Como o senhor avalia a perda de validade da MP 808?
Há dois significados. Aquele acordo feito pelo governo com o Senado (o Planalto editou a MP com sugestões dadas por senadores para que eles aprovassem o texto sem modificações) tinha apenas uma função formal, um verniz para aprovar a reforma trabalhista. E o governo mostra que não tem interesse algum, do ponto de vista político, em melhorar o texto quanto ao que é inconstitucional. Fora isso, MP que caduca traz ainda mais insegurança jurídica ao cenário.
Em seis meses, temos a vigência de quatro variações da lei trabalhista. Com isso, os juízes estão julgando os processos com segurança?
Ouço de colegas que há muitas dúvidas. A confusão é tamanha porque as possibilidades jurídicas são muitas. Se a intenção com a reforma era entregar segurança jurídica, não deu certo. Muita coisa terá de ser discutida, especialmente em relação à MP. Pela Constituição, uma vez que ela caduque, perde efeitos e, portanto, voltam a valer os textos anteriores.
Quais são as principais dúvidas que os magistrados levam à Anamatra?

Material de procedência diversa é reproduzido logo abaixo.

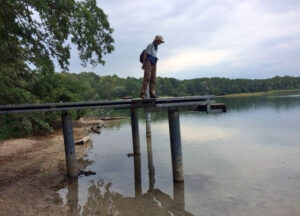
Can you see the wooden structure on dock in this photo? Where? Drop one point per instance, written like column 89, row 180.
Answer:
column 172, row 105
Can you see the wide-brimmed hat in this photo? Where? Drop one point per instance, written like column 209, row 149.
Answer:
column 160, row 38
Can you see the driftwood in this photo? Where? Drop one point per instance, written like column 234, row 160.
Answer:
column 96, row 128
column 100, row 125
column 86, row 173
column 83, row 140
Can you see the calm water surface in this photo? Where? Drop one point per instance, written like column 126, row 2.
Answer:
column 243, row 162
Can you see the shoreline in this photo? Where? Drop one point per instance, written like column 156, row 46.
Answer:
column 267, row 93
column 33, row 170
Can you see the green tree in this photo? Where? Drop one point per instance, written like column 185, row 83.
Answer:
column 32, row 34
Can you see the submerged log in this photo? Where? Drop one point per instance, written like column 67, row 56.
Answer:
column 100, row 125
column 83, row 140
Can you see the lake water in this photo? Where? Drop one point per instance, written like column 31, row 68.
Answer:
column 243, row 162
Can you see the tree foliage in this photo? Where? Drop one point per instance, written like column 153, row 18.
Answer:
column 32, row 35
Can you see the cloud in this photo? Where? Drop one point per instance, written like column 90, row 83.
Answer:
column 191, row 58
column 228, row 38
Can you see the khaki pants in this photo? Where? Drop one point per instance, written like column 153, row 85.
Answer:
column 149, row 77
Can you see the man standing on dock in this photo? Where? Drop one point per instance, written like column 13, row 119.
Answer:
column 149, row 60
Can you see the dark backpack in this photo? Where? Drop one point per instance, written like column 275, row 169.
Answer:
column 141, row 56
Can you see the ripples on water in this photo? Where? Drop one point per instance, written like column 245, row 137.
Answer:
column 243, row 162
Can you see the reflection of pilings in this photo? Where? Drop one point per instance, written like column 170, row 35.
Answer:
column 135, row 131
column 69, row 145
column 178, row 190
column 150, row 163
column 175, row 139
column 137, row 175
column 151, row 169
column 72, row 198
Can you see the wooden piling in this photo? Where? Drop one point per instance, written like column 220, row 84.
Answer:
column 69, row 145
column 135, row 131
column 137, row 175
column 176, row 152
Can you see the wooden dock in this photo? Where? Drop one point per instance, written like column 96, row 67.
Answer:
column 172, row 105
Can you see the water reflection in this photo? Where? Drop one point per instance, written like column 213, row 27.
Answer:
column 102, row 200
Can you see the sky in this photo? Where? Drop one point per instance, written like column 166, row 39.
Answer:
column 253, row 39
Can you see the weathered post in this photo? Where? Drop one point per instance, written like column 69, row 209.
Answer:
column 69, row 145
column 135, row 131
column 137, row 175
column 151, row 169
column 175, row 139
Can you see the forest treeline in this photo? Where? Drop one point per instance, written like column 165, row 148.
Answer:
column 113, row 87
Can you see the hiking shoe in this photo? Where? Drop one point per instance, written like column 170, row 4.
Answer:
column 143, row 96
column 154, row 96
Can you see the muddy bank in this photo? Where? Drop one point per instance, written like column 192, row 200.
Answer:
column 33, row 169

Isso será medido em maio, no 19º Congresso Nacional dos Magistrados do Trabalho. As principais dúvidas até o momento são referentes à questão do direito intertemporal, se a jornada de 12 horas por 36 é constitucional por acordo individual, a questão do trabalhador hipersuficiente econômico (que tem negociação diferenciada com o empregador), entre outras.
O Tribunal Superior do Trabalho (TST) adiou por 30 dias a definição se a reforma trabalhista vale também para contratos e processos antigos. A Corte está demorando em se posicionar?

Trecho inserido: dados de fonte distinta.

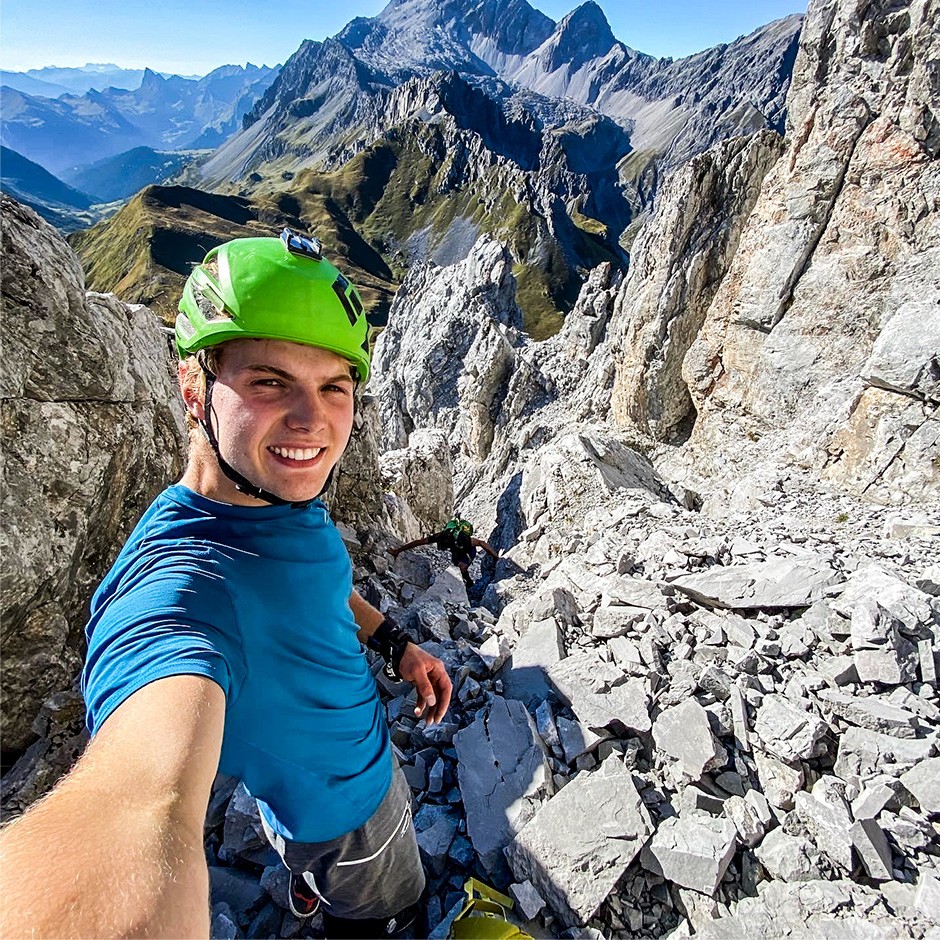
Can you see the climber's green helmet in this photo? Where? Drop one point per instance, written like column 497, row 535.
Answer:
column 273, row 288
column 459, row 525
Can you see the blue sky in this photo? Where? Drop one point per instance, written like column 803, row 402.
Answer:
column 193, row 38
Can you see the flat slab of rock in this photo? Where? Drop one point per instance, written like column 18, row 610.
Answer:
column 923, row 782
column 623, row 591
column 683, row 732
column 870, row 712
column 788, row 858
column 789, row 732
column 526, row 675
column 787, row 582
column 503, row 772
column 616, row 621
column 581, row 842
column 693, row 852
column 586, row 683
column 866, row 753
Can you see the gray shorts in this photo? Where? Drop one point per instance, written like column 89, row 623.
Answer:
column 374, row 871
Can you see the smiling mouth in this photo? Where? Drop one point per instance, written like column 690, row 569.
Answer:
column 297, row 454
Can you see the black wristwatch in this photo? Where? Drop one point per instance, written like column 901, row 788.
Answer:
column 389, row 641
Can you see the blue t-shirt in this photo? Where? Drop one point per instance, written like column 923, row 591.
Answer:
column 257, row 599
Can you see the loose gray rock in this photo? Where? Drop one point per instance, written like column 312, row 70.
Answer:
column 683, row 732
column 693, row 852
column 788, row 732
column 598, row 693
column 504, row 773
column 789, row 857
column 923, row 782
column 770, row 585
column 582, row 841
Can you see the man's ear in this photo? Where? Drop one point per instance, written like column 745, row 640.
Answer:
column 192, row 389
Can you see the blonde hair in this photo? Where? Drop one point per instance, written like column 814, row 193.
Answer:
column 192, row 376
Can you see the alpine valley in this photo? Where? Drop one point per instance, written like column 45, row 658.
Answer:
column 668, row 333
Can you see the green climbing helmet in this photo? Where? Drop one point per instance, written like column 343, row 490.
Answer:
column 459, row 526
column 273, row 288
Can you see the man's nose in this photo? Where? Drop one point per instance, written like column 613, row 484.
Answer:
column 306, row 412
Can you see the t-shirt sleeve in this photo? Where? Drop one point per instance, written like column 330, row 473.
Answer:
column 166, row 623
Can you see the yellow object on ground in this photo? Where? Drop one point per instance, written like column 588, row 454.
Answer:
column 484, row 916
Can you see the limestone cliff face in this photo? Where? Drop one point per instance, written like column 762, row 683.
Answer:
column 823, row 341
column 676, row 267
column 781, row 308
column 90, row 432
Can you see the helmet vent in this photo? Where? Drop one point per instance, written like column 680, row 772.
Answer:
column 210, row 310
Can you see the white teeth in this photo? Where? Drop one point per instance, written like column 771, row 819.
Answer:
column 297, row 453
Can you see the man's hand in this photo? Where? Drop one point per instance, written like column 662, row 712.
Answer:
column 429, row 677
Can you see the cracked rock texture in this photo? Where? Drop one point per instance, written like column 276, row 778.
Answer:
column 91, row 433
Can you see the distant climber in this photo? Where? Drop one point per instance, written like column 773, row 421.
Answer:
column 457, row 538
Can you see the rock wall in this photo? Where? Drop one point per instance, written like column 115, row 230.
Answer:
column 822, row 344
column 677, row 264
column 91, row 433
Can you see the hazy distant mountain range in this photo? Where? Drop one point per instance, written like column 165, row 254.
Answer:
column 163, row 113
column 410, row 134
column 52, row 81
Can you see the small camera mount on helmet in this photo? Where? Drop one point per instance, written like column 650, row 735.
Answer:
column 307, row 246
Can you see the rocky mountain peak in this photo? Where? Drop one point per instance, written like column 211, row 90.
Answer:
column 152, row 79
column 584, row 34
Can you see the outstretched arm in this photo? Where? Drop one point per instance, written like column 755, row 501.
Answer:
column 486, row 546
column 395, row 552
column 425, row 672
column 116, row 848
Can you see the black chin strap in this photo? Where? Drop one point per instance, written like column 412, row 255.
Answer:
column 242, row 484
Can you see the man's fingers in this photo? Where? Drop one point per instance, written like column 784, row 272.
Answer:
column 444, row 686
column 426, row 697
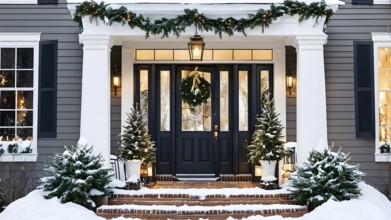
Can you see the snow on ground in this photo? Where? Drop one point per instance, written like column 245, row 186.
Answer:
column 202, row 193
column 372, row 205
column 35, row 207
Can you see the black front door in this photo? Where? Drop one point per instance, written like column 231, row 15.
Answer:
column 184, row 135
column 195, row 145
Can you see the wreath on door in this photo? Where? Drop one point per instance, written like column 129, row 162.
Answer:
column 195, row 90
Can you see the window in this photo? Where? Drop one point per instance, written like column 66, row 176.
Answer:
column 18, row 94
column 382, row 84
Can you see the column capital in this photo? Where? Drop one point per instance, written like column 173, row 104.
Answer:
column 310, row 42
column 96, row 42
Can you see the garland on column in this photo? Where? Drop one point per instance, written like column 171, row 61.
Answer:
column 176, row 26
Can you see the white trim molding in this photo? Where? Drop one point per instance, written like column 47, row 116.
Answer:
column 380, row 39
column 19, row 157
column 19, row 2
column 30, row 40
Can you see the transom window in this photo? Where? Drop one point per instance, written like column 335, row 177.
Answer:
column 221, row 55
column 16, row 93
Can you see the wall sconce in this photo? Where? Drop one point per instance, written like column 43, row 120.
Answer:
column 258, row 171
column 196, row 47
column 116, row 80
column 289, row 82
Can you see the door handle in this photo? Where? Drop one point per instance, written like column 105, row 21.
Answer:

O TST está tendo uma cautela saudável. Ele é um órgão de cúpula na Justiça do Trabalho com a função de unificar jurisprudência colidente. Jurisprudência significa o seguinte: preciso ter um TRT (Tribunal Regional do Trabalho) falando uma coisa e um TRT falando outra coisa para poder unificar o entendimento. Mas boa parte dessas questões nem chegaram a alguns TRTs, que ainda não têm posições firmadas.
Como está o fluxo de processos cinco meses após a entrada em vigor da reforma?
Caiu. De acordo com o TST, no primeiro trimestre deste ano, tivemos 355 mil ações. No mesmo período do ano passado tivemos 643 mil ações. É importante observar o que isso sinaliza. É um bom sinal? É perene? Acho que não é perene. Os escritórios de advocacia estão em compasso de espera, aguardando pacificação dos aspectos polêmicos. A segunda razão, que me preocupa mais, é o medo. Os trabalhadores estão com medo (de perder a causa e arcar com as custas do processo) mesmo tendo convicção do seu direito. Como eles não sabem se vão conseguir provar ou não, estão se restringindo, muitas vezes, às verbas rescisórias. Isso é preocupante.
Vários pontos da reforma trabalhista têm a constitucionalidade questionada. O Supremo está demorando para se posicionar?
Acho que sim. Acho que seria importante que o STF se pronunciasse o quanto antes. Neste caso, não vale o que falei do TST, que é um tribunal de uniformização de jurisprudência. O STF é uma corte constitucional que não precisa esperar ninguém. Se a Corte decidir, vincula todos os outros juízes e aí pacifica. Poderia haver uma preocupação estratégica da própria presidente Cármen Lúcia em relação a isso. Poderia fazer uma pauta mais breve, conforme os relatores entreguem seus votos, para que as questões se resolvam logo e tornem o horizonte um pouco mais claro de segurança jurídica diante de tantos pontos duvidosos.